I can't explain the exact science behind it, but it has to do with alignment of image on internal lenses in relation to head placement and target distance.
It's not as important on hunting large game as it is small animals or targets. A rifle that is shooting 1/2 inch benchrest isn't very good, and the rifle may be capable of under 1/4 with a different scope or more consistent head placement. It's easy to test if you have an adjustable objective and set your rifle in sandbags. The crosshairs will move around the bullseye as you move your head. It happens in lower power scopes, but not as much, and it isn't as obvious, so they are just factory set for the distance they think will be most useful.


----------



## gunattic (Jan 9, 2005)

a good trick to eliminating parallax in a scope that doesn't have an adjustable objective is to back away from the scope so that the field of view becomes very small.. it's easier then to center the cross hairs in the small field of view and you can tell very easily if your head is not positioned the same each time... this can really help if you're trying to bench a rifle with a somewhat lousy bench scope.


----------



## farmerj (Jun 19, 2004)

google is such a wonderful thing.

Best explanation I can find without spending a lot of time on it.

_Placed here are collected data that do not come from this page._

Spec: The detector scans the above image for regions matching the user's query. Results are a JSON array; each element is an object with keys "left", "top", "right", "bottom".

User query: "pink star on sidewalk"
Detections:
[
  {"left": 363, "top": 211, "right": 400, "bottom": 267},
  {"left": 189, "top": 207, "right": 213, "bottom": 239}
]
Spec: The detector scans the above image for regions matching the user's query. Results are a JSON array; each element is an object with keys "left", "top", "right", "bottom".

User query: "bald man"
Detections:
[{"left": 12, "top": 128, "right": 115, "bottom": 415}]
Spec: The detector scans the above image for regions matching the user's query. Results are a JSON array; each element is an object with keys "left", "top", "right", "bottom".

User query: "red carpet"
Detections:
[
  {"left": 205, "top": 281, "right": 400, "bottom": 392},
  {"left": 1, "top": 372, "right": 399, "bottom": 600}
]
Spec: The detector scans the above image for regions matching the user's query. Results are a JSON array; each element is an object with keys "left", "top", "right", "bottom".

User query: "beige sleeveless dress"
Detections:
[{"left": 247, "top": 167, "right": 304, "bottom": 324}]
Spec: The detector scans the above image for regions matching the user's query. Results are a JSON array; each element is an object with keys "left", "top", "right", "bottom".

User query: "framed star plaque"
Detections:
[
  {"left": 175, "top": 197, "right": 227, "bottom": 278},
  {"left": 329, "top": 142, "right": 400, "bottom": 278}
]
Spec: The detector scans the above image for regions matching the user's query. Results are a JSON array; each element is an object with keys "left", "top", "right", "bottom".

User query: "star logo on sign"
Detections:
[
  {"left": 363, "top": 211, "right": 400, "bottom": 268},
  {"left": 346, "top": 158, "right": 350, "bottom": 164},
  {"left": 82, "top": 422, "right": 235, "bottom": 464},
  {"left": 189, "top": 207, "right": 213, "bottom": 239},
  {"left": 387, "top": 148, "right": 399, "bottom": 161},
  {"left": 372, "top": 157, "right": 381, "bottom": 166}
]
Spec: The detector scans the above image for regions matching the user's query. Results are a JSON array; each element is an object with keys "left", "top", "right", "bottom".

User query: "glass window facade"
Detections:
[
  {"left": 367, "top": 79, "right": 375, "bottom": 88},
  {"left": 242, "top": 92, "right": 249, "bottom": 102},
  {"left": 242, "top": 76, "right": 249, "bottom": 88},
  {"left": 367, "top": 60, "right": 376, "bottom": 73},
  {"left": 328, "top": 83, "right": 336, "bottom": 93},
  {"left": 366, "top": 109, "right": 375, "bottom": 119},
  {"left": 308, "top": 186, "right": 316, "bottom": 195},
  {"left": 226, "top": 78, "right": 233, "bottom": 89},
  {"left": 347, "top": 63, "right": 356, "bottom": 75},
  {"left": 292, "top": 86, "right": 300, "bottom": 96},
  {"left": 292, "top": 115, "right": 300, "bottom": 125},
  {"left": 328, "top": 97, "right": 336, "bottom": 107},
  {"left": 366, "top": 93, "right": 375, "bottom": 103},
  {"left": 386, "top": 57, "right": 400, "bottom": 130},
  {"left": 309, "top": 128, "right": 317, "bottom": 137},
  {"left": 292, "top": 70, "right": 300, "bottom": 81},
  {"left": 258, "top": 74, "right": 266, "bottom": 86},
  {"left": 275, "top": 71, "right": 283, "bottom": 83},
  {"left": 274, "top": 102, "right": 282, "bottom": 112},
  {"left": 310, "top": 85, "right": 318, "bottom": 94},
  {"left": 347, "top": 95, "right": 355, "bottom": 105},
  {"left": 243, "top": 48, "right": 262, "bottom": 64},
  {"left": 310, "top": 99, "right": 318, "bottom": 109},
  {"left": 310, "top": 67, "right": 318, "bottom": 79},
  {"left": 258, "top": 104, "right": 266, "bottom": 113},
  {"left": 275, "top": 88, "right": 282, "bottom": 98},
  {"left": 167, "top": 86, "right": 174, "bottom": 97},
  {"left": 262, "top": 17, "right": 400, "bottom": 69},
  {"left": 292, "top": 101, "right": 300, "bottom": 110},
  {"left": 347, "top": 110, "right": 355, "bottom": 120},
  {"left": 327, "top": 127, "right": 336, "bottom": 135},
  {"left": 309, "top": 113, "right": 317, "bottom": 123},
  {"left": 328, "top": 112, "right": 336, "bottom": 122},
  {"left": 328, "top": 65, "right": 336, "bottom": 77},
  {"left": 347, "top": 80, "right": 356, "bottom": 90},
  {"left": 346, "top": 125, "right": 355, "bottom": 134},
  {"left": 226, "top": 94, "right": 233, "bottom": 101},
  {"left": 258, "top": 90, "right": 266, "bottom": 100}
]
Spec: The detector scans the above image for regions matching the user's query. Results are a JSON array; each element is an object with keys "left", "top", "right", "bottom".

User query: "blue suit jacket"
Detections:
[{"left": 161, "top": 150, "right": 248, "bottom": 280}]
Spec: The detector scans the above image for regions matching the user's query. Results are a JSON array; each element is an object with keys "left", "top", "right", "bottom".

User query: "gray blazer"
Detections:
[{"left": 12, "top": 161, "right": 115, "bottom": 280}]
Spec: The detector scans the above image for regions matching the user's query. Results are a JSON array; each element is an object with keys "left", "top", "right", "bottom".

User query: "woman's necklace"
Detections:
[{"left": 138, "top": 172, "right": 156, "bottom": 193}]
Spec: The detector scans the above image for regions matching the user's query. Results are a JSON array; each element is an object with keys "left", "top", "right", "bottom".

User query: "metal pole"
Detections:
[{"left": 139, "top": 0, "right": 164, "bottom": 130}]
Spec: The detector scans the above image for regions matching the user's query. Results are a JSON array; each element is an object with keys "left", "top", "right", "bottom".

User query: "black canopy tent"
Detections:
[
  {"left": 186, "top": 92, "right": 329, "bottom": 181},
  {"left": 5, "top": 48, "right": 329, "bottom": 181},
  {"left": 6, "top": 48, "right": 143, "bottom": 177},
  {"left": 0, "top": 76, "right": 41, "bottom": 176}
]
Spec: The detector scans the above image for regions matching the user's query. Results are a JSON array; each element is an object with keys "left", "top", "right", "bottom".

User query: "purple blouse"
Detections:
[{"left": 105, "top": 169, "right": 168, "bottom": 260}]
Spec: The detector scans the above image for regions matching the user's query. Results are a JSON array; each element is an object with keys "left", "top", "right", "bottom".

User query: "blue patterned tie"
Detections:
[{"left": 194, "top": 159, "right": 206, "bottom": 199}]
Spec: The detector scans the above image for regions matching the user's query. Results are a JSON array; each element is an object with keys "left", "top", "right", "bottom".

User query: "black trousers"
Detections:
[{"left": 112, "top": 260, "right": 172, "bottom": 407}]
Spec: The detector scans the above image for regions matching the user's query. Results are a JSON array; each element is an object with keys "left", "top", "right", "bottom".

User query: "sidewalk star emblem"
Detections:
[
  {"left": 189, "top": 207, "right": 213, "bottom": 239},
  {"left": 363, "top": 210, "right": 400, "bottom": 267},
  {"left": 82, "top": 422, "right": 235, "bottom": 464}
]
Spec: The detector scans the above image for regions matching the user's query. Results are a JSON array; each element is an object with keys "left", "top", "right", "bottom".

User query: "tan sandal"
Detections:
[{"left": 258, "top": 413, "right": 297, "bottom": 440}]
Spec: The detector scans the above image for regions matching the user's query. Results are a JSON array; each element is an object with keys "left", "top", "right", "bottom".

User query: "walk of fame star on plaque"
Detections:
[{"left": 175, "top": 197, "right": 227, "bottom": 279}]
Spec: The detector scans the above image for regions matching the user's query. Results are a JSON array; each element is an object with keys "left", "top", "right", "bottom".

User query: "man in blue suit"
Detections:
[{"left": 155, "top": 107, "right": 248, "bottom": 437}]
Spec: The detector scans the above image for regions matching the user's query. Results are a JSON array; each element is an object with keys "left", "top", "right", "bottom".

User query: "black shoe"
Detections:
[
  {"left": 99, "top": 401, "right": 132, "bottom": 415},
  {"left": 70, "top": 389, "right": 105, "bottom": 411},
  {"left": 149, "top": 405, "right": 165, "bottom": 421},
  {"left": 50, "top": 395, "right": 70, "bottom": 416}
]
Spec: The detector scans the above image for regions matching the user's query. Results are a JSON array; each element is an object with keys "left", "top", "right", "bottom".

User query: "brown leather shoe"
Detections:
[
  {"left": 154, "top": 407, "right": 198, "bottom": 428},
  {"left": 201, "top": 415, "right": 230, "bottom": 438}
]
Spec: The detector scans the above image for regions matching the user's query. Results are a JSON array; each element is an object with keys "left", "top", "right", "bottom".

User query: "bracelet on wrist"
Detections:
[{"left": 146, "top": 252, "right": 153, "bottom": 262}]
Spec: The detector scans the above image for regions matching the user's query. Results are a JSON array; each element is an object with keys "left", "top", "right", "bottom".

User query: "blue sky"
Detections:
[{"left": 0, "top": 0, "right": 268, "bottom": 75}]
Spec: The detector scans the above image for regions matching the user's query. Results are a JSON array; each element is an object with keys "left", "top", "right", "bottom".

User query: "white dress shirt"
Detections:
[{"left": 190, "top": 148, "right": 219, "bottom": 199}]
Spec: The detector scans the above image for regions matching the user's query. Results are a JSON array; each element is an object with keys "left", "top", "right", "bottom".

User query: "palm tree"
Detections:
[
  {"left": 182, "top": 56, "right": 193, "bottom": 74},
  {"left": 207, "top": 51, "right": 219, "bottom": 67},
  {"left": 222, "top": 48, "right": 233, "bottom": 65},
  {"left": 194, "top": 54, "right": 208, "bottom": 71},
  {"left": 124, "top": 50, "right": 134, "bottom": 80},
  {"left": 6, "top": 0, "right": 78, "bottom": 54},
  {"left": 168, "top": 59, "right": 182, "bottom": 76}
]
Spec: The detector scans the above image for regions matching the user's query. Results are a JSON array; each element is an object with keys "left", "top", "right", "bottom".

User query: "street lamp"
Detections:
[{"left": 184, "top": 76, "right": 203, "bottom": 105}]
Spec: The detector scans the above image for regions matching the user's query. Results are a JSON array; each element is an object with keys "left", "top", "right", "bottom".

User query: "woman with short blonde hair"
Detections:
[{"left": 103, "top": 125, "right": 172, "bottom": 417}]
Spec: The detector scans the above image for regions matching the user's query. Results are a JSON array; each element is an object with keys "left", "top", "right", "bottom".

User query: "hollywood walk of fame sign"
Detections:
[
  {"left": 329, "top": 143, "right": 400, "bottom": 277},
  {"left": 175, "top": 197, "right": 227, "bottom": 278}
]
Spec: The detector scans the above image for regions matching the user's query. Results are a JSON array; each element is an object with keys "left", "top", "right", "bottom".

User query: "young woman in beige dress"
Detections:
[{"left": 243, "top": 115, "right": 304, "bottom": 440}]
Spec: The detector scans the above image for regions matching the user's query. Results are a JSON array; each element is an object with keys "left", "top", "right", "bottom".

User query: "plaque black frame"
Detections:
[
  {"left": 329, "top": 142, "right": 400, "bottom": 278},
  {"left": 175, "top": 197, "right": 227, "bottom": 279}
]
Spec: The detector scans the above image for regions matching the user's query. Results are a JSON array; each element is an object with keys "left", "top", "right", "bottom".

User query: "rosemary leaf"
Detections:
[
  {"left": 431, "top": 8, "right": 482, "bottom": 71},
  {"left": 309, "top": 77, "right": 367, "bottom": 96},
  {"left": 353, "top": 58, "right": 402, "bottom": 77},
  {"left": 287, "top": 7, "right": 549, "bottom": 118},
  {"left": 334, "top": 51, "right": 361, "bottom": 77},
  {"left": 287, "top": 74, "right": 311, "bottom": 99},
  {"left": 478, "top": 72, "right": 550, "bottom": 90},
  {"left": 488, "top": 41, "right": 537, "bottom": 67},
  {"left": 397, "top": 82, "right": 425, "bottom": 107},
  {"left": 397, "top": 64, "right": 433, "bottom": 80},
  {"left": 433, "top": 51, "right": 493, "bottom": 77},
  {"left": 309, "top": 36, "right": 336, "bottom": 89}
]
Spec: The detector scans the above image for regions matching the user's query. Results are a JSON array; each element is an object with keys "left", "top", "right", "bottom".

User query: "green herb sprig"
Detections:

Complete with pictures for the crayon challenged...

Plainsman, you are so right on the money with your last post.

http://www.6mmbr.com/parallax.html


----------



## Savage260 (Oct 21, 2007)

Thanks for the great info every one!! I learned a heck of a lot in the few short minutes it took to read through this. I guess there is a lot more to it than just clearing up a fuzzy image.

That side focus really helped this summer on my first PD shoot. All the prone shooting would have made it tough to adjust with an AO type scope. I don't think I will be buying any that don't have the SF from now on.


----------



## Mikedgates (Nov 22, 2008)

Great info I learned some stuff. looking for ward for my new scope


----------